• Twitter
  • Facebook
News-Sentinel.com Your Town. Your Voice.
Opening Arguments

Yep, ruinous is the right word

Awww, and I forgot to even send a birthday card:

Amid all the attention paid to the government shutdown — more of a “slimdown,” as 83 percent of the government remains open — few people noticed that last Friday, October 4, marked the 100th anniversary of the federal income tax. The size and intrusiveness of the federal government that is at the heart of today’s shutdown would never have been possible without the income tax.

[. . .]

Critics warned a century ago that the new tax would ultimately be ruinous. The income tax “will tax the honest and allow the dishonest to escape,” the New York Times wrote. “Even those who approve the tax despite its faults cannot contend that the same sums could not have been raised more certainly, more equitably, and with less trouble to both payers and collectors by a stamp tax.” The Times warned that in any emergency the tax rates would be sure to rise and that “its unpopularity will grow with its life.”

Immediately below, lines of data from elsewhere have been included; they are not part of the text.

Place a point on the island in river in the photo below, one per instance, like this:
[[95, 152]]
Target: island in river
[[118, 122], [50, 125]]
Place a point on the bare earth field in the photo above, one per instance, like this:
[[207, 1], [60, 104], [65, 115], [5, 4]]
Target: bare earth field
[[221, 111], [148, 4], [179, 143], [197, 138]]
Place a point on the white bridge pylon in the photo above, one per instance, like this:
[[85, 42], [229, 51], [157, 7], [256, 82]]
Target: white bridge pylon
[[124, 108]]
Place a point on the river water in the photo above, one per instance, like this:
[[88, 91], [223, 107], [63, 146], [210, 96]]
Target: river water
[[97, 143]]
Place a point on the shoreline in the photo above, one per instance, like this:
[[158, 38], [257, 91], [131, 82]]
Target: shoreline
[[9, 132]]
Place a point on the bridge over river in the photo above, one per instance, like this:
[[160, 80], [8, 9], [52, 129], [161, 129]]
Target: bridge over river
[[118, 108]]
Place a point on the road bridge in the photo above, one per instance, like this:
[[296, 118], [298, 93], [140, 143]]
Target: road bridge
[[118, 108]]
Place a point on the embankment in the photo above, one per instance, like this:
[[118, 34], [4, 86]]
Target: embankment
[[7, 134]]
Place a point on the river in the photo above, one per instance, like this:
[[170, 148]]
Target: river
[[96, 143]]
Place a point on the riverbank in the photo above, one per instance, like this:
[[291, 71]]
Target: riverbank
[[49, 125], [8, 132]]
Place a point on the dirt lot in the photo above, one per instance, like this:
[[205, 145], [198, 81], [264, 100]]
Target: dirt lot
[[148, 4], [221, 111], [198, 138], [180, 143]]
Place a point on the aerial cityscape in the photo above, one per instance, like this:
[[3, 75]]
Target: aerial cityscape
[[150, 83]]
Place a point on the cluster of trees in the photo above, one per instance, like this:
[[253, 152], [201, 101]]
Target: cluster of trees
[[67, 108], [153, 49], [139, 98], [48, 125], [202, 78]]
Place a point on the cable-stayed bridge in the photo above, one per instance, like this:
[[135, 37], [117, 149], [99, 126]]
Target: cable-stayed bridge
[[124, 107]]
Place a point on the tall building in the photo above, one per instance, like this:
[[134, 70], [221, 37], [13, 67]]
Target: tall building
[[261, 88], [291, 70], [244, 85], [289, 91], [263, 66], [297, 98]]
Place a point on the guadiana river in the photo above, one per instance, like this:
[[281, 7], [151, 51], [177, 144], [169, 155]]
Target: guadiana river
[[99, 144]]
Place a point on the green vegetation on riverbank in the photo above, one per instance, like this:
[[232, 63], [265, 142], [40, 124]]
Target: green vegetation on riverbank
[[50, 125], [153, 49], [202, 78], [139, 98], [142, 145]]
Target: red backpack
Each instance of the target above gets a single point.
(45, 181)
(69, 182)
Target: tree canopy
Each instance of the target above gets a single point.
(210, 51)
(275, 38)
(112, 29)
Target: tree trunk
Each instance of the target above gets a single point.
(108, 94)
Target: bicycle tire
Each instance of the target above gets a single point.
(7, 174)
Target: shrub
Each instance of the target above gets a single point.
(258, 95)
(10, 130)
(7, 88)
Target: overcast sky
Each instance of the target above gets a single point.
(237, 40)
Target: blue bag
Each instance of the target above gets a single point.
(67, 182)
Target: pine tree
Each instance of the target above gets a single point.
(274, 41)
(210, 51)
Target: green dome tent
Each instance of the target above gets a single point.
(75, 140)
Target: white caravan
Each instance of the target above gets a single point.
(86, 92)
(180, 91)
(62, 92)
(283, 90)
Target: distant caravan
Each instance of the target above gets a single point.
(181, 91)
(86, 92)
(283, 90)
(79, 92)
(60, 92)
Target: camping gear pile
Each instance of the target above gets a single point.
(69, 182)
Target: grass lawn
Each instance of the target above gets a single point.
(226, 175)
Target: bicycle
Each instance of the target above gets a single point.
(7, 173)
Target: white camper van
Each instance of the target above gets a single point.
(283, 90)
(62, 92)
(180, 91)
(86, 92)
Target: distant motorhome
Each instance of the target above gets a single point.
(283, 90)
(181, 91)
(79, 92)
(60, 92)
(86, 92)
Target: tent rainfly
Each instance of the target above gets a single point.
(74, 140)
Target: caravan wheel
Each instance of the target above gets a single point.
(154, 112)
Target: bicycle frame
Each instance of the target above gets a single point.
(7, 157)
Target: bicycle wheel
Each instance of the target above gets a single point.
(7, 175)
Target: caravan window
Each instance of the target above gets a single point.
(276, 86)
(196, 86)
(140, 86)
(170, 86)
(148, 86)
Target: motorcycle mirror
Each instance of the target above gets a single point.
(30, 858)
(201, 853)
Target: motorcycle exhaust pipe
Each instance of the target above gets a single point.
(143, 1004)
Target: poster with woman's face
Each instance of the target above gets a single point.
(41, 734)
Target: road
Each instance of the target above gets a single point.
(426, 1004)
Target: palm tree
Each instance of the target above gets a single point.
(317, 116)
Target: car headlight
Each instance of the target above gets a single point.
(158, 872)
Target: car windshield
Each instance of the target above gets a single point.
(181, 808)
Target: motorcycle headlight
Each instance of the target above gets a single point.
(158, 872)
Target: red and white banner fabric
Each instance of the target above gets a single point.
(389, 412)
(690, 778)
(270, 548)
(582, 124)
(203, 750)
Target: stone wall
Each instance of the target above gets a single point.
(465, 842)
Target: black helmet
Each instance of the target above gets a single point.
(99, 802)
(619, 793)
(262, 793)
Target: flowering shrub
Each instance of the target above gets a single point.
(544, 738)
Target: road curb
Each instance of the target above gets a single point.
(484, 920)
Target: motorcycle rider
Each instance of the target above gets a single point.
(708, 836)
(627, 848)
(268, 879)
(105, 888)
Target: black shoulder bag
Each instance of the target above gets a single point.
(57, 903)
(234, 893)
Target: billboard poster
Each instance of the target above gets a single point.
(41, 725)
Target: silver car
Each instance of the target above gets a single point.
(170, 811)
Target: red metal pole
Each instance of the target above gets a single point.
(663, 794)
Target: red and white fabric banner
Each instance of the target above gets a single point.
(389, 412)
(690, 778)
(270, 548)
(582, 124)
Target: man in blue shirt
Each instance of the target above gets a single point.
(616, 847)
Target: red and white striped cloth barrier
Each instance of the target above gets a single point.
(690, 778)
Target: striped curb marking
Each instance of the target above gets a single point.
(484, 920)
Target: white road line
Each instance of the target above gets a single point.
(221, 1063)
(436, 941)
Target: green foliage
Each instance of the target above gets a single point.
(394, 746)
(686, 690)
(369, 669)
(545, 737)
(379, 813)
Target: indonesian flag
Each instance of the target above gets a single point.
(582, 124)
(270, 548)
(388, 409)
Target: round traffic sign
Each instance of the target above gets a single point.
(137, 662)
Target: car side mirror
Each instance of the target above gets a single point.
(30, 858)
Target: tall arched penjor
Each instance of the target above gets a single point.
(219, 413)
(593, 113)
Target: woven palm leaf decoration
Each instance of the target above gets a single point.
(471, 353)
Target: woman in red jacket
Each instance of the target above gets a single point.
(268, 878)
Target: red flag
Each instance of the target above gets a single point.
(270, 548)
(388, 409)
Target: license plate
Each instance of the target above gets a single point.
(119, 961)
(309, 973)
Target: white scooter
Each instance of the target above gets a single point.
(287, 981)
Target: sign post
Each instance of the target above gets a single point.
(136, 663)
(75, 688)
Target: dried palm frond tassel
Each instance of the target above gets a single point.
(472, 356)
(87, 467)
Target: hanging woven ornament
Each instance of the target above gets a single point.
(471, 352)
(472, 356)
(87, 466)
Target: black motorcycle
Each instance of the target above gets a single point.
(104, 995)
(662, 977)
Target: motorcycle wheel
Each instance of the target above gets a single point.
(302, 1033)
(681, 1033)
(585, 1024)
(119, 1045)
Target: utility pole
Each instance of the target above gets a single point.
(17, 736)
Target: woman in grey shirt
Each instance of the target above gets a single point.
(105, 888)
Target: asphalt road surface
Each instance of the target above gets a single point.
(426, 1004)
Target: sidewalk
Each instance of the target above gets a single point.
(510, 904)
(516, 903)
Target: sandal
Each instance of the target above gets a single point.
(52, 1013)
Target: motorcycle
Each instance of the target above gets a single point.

Since then, with rare exceptions, the income tax has grown like Topsy, fueled in large part by the kinds of emergencies the Times worried about. As journalist David Van Edema put it: “The government, using Americans’ sense of patriotism and duty, [has] found new excuses to not only raise taxes, but widen the range of who would pay for them, and how.”

At the heart of the debate over the government shutdown and the debt ceiling are concerns about the size and scope of government, or at least many of us on the right think they should be. And that government got to be as huge and powerful as it is in great part because of the income tax, very cleverly designed to come out of our paychecks a little at a time so we notice the absence of the money less.

What makes the whole shutdown-ceiling babble-a-thon so painful to watch is that we all know as soon as it's over, things are going back to exactly how they were. People who keep calling for the income tax to be replaced by something more sensible and less onerous are living in fantasy world.